If that is possible, then the question is if LSM can help -- if the SELinux 
policy allows us to specify such detailed rules "which driver should have 
access to which inodes/function". I am not sure if SELinux only restricts user 
space processes.

Thanks,
Lin

-----Original Message-----
From: [EMAIL PROTECTED] [mailto:[EMAIL PROTECTED] On Behalf Of Greg KH
Sent: Wednesday, October 31, 2007 11:12 PM
To: Tan, Lin
Cc: linux-security-module@vger.kernel.org
Subject: Re: Possible missing security checks in usbfs?

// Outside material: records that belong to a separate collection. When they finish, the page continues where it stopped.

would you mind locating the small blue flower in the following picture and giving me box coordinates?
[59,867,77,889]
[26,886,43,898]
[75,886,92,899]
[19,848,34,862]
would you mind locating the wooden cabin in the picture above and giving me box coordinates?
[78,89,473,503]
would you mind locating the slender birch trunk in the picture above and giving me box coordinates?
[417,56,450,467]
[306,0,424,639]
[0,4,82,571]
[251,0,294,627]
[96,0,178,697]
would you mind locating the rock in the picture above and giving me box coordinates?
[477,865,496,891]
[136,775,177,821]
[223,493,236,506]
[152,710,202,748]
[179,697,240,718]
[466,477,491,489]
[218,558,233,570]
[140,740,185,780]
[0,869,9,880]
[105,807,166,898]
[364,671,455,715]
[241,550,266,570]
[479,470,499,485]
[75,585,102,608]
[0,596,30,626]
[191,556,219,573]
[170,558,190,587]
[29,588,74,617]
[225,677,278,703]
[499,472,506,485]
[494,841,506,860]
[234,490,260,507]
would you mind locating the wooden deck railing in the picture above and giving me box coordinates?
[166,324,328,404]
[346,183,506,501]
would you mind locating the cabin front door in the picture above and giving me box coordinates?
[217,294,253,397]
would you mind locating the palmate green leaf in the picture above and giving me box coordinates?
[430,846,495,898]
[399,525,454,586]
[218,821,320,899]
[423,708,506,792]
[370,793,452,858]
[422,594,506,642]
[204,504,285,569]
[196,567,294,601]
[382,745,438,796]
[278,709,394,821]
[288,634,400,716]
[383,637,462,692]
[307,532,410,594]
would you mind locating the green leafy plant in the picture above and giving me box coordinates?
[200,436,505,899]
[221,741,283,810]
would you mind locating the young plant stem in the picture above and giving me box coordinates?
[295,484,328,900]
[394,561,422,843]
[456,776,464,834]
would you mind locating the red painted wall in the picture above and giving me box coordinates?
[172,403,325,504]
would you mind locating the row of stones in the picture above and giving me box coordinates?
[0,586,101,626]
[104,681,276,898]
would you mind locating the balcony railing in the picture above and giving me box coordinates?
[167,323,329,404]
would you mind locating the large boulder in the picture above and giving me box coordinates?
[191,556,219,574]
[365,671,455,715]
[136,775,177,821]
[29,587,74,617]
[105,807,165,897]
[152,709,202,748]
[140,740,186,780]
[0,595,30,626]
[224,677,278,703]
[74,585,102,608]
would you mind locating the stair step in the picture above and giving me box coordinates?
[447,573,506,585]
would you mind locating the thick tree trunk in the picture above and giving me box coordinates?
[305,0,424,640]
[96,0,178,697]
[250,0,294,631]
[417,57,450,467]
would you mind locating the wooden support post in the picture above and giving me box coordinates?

On Wed, Oct 31, 2007 at 07:02:27PM -0500, Tan, Lin wrote:
> Hello,
>
> I found several places performing mknod and mkdir operations without
> the proper security_inode_permission/mknod/mkdir checks. But I am not
> sure if it is that usbfs does not use LSM at all or there are real
> security violations.
>
> One such example is as follows.
>
> In linux-2.6.21.5/drivers/usb/core/inode.c, function usbfs_mknod()
> accesses sensitive inode data structure, but is not authorized by a
> security check, at least in one of the call chains: usbfs_mknod <-
> usbfs_mkdir <- fs_create_by_name <- fs_create_file <-
> usbfs_add_device<- usbfs_notify
>
> Considering the mknod operation for many files systems, such as ext2,
> ext3, and jfs, is authorized by a security check via the vfs_mknod()
> function call, the missing checks in usbfs might be a problem.

As author of usbfs in its current implementation, I don't see where the problem 
is.  Only the kernel itself creates files, no userspace process does, so there 
is no need to do any kind of security check, right?

Do you see some way an unprivilidged user can create a device node in usbfs?